[PATCHES] R600/SI: Small VI improvements
Tom Stellard
tom at stellard.net
Fri Mar 6 09:50:21 PST 2015
On Fri, Mar 06, 2015 at 06:31:04PM +0100, Marek Olšák wrote:
> Thanks Tom for fixing the scheduler weirdness. The attached patch only
> adds the fix for the elf test.
>
> Marek
>
> On Fri, Mar 6, 2015 at 2:45 PM, Marek Olšák <maraeo at gmail.com> wrote:
> > Well, the patch breaks a lot of tests due to some instructions being
> > scheduled differently for some reason. I'm fixing the tests.

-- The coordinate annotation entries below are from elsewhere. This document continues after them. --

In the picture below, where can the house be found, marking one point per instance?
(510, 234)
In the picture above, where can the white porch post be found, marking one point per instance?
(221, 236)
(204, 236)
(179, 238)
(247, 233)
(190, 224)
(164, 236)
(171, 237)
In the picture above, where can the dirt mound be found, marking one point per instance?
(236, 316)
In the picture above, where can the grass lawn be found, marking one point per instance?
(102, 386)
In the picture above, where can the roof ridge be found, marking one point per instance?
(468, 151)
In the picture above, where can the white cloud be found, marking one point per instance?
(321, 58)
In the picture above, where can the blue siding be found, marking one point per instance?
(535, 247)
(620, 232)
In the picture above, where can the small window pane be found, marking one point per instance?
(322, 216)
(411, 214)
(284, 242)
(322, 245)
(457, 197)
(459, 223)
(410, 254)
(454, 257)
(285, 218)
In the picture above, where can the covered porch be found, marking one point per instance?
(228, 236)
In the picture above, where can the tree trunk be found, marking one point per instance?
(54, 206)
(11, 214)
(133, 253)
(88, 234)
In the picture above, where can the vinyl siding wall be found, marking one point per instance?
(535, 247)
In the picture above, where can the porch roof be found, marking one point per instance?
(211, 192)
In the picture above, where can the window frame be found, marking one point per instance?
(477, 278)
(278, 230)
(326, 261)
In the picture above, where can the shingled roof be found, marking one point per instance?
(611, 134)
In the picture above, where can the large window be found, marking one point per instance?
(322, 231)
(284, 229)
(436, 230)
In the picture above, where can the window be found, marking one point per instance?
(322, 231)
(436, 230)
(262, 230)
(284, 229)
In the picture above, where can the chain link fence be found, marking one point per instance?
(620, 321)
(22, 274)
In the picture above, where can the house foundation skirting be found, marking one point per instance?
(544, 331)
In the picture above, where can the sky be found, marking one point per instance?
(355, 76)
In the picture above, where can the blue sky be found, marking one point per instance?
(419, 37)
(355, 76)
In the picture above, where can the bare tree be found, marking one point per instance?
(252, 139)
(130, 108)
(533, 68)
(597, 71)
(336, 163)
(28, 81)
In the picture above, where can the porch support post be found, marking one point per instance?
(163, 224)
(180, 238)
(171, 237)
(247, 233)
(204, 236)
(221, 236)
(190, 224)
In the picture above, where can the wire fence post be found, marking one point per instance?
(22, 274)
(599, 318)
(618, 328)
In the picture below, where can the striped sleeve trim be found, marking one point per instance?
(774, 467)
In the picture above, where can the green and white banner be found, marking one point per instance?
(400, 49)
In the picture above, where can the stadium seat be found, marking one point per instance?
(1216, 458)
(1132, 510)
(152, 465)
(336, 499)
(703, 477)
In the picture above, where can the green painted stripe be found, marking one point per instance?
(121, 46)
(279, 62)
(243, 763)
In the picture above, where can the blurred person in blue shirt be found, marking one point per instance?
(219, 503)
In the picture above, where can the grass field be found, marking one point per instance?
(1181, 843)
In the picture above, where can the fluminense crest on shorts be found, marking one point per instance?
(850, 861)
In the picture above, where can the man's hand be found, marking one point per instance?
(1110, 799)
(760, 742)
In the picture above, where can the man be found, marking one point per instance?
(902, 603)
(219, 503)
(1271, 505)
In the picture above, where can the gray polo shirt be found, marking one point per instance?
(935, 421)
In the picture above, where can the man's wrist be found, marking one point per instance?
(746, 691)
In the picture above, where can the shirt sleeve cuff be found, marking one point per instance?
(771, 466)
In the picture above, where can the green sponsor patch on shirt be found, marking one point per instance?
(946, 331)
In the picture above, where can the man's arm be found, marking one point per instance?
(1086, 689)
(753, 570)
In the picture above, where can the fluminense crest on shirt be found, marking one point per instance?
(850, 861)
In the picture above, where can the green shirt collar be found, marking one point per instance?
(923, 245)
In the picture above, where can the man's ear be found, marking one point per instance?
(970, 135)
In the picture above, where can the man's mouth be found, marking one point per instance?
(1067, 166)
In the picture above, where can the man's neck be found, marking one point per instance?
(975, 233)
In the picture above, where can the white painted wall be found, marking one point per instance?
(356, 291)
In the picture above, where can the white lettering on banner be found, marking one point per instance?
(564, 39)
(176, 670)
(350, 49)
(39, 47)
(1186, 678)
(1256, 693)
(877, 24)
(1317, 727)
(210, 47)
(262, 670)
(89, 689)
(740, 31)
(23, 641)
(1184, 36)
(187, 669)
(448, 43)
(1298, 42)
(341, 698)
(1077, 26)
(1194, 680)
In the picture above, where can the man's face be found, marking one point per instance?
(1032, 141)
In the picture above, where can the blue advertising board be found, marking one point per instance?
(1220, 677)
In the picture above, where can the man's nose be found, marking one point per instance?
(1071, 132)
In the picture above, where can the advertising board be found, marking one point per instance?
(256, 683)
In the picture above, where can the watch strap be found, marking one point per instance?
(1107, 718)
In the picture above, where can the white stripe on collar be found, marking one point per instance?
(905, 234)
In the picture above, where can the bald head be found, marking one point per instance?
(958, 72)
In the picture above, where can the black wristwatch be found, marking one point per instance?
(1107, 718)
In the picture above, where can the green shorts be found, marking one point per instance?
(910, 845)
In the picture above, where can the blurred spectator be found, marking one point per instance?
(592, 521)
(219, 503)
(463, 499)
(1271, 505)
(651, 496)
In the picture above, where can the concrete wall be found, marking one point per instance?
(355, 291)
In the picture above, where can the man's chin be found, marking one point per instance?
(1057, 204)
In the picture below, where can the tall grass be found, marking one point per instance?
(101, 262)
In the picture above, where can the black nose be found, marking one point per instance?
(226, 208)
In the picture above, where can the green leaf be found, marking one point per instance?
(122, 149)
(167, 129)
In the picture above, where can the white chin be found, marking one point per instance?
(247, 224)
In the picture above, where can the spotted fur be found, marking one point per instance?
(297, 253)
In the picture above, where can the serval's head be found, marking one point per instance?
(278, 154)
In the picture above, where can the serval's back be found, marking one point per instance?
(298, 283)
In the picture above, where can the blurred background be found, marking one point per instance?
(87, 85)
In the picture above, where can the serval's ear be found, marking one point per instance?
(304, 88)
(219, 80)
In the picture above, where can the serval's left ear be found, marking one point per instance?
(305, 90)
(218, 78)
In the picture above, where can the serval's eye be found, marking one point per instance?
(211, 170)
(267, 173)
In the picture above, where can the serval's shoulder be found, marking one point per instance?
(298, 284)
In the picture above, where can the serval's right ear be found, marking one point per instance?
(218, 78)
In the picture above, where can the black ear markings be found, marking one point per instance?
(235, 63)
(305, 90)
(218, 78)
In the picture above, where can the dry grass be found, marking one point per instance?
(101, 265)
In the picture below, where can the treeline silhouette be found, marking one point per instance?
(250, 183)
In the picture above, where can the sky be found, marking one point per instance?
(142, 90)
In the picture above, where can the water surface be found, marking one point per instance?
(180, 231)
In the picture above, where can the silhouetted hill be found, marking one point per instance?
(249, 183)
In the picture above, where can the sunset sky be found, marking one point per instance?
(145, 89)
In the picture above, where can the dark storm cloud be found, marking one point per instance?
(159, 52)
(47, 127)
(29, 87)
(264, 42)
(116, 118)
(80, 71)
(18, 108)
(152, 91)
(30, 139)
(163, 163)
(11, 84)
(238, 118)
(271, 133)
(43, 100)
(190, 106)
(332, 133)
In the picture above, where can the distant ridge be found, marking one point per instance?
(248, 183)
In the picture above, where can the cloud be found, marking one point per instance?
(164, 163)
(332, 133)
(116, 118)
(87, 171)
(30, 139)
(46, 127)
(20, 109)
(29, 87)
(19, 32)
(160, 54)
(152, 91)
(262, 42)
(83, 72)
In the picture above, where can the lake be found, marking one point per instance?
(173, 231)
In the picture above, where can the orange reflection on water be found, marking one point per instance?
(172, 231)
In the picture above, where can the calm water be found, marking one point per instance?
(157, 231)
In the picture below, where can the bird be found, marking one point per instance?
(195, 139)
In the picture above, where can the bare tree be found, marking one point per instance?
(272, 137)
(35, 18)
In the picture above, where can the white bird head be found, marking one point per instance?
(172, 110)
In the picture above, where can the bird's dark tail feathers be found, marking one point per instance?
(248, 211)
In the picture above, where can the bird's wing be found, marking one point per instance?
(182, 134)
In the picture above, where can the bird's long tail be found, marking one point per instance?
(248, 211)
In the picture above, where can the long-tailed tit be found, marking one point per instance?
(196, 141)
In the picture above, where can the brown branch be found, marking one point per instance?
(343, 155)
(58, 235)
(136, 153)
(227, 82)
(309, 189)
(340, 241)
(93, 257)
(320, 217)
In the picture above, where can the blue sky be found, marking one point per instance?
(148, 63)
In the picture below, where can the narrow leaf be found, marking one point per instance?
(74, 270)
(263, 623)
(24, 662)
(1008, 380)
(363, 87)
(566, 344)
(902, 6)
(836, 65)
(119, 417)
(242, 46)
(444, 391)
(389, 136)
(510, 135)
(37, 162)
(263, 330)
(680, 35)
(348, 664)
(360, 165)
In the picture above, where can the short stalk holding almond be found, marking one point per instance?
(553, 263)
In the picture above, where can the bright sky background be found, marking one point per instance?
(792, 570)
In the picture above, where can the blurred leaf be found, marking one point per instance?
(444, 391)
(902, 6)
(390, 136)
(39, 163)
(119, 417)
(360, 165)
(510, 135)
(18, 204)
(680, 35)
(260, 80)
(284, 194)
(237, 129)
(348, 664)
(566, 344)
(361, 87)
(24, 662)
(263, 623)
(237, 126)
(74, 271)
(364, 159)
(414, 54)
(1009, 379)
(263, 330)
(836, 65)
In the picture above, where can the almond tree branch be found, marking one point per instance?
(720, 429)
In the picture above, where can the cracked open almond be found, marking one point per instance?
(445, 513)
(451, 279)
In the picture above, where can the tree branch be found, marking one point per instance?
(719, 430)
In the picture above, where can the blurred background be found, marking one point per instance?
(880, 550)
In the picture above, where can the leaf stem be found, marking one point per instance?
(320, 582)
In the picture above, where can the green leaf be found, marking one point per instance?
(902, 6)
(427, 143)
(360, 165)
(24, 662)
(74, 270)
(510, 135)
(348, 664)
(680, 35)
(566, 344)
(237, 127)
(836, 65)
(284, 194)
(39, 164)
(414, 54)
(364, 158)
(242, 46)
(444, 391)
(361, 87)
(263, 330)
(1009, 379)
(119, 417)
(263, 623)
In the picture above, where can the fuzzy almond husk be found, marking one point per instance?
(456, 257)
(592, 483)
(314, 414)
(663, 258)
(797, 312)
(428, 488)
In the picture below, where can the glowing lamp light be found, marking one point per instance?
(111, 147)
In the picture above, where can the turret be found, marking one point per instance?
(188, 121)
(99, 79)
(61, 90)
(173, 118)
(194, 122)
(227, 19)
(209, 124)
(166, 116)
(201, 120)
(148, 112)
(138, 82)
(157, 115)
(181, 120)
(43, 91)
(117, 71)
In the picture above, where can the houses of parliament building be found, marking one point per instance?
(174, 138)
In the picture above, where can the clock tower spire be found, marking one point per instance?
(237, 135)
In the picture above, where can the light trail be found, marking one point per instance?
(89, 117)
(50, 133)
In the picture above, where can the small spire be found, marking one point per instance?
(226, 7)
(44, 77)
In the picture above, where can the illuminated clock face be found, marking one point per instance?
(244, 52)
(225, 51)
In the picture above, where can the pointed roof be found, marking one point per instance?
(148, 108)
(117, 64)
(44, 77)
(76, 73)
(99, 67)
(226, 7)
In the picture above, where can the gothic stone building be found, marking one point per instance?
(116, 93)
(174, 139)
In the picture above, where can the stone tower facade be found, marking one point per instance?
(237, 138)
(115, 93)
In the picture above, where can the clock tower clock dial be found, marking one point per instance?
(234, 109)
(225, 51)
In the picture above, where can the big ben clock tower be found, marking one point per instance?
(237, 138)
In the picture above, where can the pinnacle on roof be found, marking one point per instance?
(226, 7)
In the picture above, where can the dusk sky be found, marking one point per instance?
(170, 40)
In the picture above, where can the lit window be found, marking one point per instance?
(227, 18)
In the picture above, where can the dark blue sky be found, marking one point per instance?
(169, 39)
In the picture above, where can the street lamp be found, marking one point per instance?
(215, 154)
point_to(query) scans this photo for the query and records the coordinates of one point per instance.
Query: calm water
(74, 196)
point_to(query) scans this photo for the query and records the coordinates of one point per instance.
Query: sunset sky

> > Apparently, the reserved registers have an effect on the scheduler.
> >
> > Marek
> >
> > On Fri, Mar 6, 2015 at 1:24 PM, Marek Olšák <maraeo at gmail.com> wrote:
> >> An updated patch is attached. Please review.
> >>
> >> Marek
> >>
> >> On Wed, Mar 4, 2015 at 8:25 PM, Tom Stellard <tom at stellard.net> wrote:
> >>> On Wed, Mar 04, 2015 at 06:41:19PM +0100, Marek Olšák wrote:
> >>>> Please review.
> >>>>
> >>>> I'm not sure how important the second patch is.
> >>>>
> >>>> Marek
> >>>
> >>>> From c89e3bcc8475b3519967e1b34187164a20080250 Mon Sep 17 00:00:00 2001
> >>>> From: =?UTF-8?q?Marek=20Ol=C5=A1=C3=A1k?= <marek.olsak at amd.com>
> >>>> Date: Wed, 4 Mar 2015 15:40:53 +0100
> >>>> Subject: [PATCH 1/2] R600/SI: Limit SGPRs to 80 on Tonga and Iceland
> >>>>
> >>>> This is a candidate for stable.
> >>>> ---
> >>>> lib/Target/R600/SIRegisterInfo.cpp | 8 ++++++++
> >>>> 1 file changed, 8 insertions(+)
> >>>>
> >>>> diff --git a/lib/Target/R600/SIRegisterInfo.cpp b/lib/Target/R600/SIRegisterInfo.cpp
> >>>> index e2138d2..4b9bee3 100644
> >>>> --- a/lib/Target/R600/SIRegisterInfo.cpp
> >>>> +++ b/lib/Target/R600/SIRegisterInfo.cpp
> >>>> @@ -47,6 +47,14 @@ BitVector SIRegisterInfo::getReservedRegs(const MachineFunction &MF) const {
> >>>> Reserved.set(AMDGPU::VGPR255);
> >>>> Reserved.set(AMDGPU::VGPR254);
> >>>>
> >>>> + // Tonga and Iceland can only allocate 80 SGPRs due to a hw bug.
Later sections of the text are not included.